And it wasn't the first time I've on panel-like things. The three Grim Gatherings were essentially a panel, but with a dedicated audience and nothing else on the agenda.




But it was my first convention panel!

Comic Con is very different from Bristolcon. The latter is a one day affair involving a couple of hundred people. The former a 3 day monster where tens of thousands come through the doors, a great many of them in spectacular costumes, and almost all of them there for the comics / comic-based shows.

But Forbidden Planet run a stall, and along with the comics and graphic novels the chain offers books. So I was invited down along with Ed McDonald, Justin Lee Anderson, and  Esmi Jikiemi-Pearson to debate "epic fantasy"!

I normally say no, but since Celyn turned 18 we've had steadily more care since she is now technically an independent adult. And Forbidden Planet have been hugely supportive - stocking lots of my books and having me in to sign a ton of that stock. (go get some signed copies from them!)

So along I went.

The audience, whilst a vanishingly small fraction of the attendees, was also much larger than I'd faced before as an author.

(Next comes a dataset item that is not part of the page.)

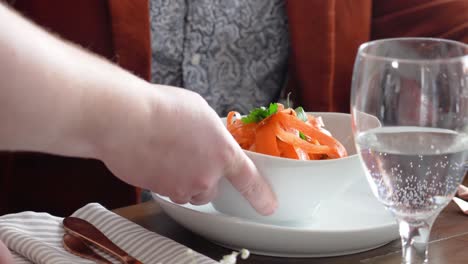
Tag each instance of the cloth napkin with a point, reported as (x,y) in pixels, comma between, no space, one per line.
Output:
(37,238)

(you should be able to make out Esmi on stage at the extreme right - the rest of us are out of shot)

They had very comfortable seats and I unintentionally ended up slap bang in the middle.


And after the panel - which flashed by with very little contribution from me that I can remember... There was a signing. My queue never looked more than 3 or 4 people to me, but I was sitting down and this is what it actually looked like! 😮


And here's me saying hi to a couple of folk at the front.


So, it was fun. Afterwards I circulated. There are a billion stalls, but most of them are pretty niche, selling art etc for a particular comic / show. Others sell T-shirts, costumes, and the sort of wonderful stuff that I always wanted when I couldn't afford it and now seem able to resist: goblets, skulls, mugs, swords, dice, funkos ... just loads and loads of brilliant tat.

I did happen upon two rows of free 80s arcade games, so I got to have a couple of very rusty games of Defender.


It was a good day out. Would I do it again? Maybe, if a star or two align.


Many thanks to Laura Dodd of Forbidden Planet for arranging it all, to award-winning author, Alwyn Hamilton, for moderating the panel, and to grimdark legend, author Luke Scull, for driving me down!